Monday, September 22, 2008

Super Maids?

I have written about the quality of university degrees these days. A fair number of local university graduates have been seeking employment in our firm. Some of them made it to the interview stage where I found out that they could hardly handle English. The medium of instruction in our local universities is Malay. Yes, I am aware that in some cases these students are also given the option to attempt exam questions in English. But they are not compelled to answer in English. Unfortunately, in the private sector, we are still overwhelmingly English. The letters we write, the reports we produce, and almost every other documents are all in English.

Apart from the language problem, many of these graduates are essentially well-tuned photocopy machines. The education system have trained them very well to be able to reproduce whatever they read from the text books—they are extremely good with the cut-and-paste through the computers. But when you instruct them to write a report from scratch on their own, they are paralysed.

I am not very well-versed with the situation in West Malaysia, but here in KK, we employ a fresh Valuation Graduate at RM1,200 per month. After 3 months, if we find that he can justify the worth of his degree, that salary would normally be revised to RM1,500 per month. That is usually followed by a small annual increment. After a few years, he would typically earn RM2,000 - RM2,500 per month. I am aware that other firms are paying even less.

In the event that he pursues his registration with the Board of Valuers, Appraisers and Estate Agents, Malaysia, his salary would be revised substantially upon registration. However, usually most of them will never ever get that far. They end up earning their fixed salaries month after month; year after year. A typical excuse is that they don't have the time to pursue the professional qualification.

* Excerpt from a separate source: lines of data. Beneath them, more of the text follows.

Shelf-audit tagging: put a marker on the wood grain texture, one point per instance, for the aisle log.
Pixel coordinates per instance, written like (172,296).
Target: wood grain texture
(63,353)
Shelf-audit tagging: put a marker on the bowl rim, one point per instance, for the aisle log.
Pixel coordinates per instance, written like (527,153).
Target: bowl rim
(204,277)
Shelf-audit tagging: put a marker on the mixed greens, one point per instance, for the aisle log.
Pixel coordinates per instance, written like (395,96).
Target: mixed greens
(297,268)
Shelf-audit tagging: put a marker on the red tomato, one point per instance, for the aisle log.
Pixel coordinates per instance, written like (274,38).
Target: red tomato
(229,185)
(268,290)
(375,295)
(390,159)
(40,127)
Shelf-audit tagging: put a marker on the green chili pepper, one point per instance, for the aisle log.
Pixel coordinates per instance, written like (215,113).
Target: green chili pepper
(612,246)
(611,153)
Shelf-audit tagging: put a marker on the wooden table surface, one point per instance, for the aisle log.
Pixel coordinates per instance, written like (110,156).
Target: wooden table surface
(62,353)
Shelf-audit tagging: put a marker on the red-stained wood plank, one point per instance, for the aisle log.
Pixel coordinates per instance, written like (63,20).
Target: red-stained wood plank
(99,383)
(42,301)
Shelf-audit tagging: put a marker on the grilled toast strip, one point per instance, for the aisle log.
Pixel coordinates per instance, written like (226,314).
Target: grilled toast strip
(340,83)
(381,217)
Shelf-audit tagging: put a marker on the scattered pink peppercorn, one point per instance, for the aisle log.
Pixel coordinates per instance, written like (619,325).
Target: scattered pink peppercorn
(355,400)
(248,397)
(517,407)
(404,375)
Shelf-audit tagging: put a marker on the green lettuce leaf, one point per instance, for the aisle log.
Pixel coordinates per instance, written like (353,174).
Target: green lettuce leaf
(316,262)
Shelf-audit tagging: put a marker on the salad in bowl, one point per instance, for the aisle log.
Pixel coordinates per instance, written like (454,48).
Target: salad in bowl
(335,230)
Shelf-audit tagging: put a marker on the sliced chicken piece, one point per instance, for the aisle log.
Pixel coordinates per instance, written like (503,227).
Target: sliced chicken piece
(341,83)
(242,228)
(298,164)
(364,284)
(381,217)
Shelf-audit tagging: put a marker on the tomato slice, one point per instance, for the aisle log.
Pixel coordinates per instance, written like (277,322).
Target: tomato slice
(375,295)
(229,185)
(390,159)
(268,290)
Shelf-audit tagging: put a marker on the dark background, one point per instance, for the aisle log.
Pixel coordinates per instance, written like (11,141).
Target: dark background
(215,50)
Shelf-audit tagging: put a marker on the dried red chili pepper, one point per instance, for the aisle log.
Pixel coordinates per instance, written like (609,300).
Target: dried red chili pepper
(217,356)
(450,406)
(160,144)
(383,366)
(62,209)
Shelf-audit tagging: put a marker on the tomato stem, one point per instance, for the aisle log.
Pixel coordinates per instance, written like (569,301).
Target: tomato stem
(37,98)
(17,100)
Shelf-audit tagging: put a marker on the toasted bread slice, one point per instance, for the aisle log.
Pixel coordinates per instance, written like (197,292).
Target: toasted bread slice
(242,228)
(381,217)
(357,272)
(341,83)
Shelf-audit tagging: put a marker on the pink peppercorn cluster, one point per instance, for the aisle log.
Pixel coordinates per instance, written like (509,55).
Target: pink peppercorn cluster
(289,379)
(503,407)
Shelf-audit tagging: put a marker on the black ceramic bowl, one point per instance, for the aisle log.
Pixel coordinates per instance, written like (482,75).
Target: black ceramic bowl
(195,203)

Now compare that with paying a maid RM1,372 per month. How ridiculous can it get? I don't know about other Sabahans, but I would rather not have a maid than employing a Filipino maid at whatever price. Perhaps one of these days I will become so desperate for a domestic helper that I have no choice but to employ a Filipino maid. But I doubt that that will come anytime soon. Of course I have my reasons why I view Filipino maids so negatively, but perhaps it's not such a good idea to discuss that here.

Apart from that RM1,372, employers are also required to provide a decent room plus 3 square meals per day, not to mention the cost of work pass etc. And when I say meals, I don't mean only RM5.80 per day. So in fact the cost would be much higher than RM1,372.

In Sabah we have many Bumis earning a lot less than RM1,372 per month. And I am convinced that the situation is also similar in the West. If that is the price of a maid, then it means that only the rich can afford maids.

Incidentally, my maid has gone back to her village in Indonesia a little over 2 months ago. She said she'd like to come back to continue working for me. But I have a feeling she's stuck in Nunukan and probably finds it hard to enter Sabah, now that the Government is all out to show the people that they're doing something about all these illegal foreigners.

It is very difficult to cope without a maid, but it will take much more than what we're going through now before we even consider employing a Filipino maid. Who knows, maybe in a week or two, Fin will arrive from Indonesia. Keeping my fingers crossed.


CK said...

pray hard corny.

from my experience in nunukan, it'll be easier if u have money. and tat certainly helps too in tawau side.

well, at least ur uni-grad staff can do photocopy; ur Fin can't do tat. tat should justify the 1500-1372 i think :)

Anonymous said...

I think the the Filipino maids are asking too much. They essentially get to save all the money earned since the employer bears all other cost. How many Malaysians (graduates or otherwise) even get to save USD400 a month? Since they are asking so mch, ask them to go back to Manila and get that salary. Malaysia does not need them.

Cornelius said...


According to reliable sources, RM1,500 should be able to get the job done. A new passport and possibly even a new identity altogether.

My point about the RM1,372 is that by the time we take into account the other costs, e.g. food and lodging and workpass/permit, that RM1,372 will certainly surpass the RM1,500 mark. Meaning, we would be paying more for the maids.

Cornelius said...

I don't know about West Malaysia, but in Sabah, it is still possible to get 3 Indonesian maids for RM1,372 as opposed to just ONE Filipino maid.

I'm sure quite a number of my staff long for a RM1,372 salary. Don't even mention about saving that amount; it's just too far-fetched.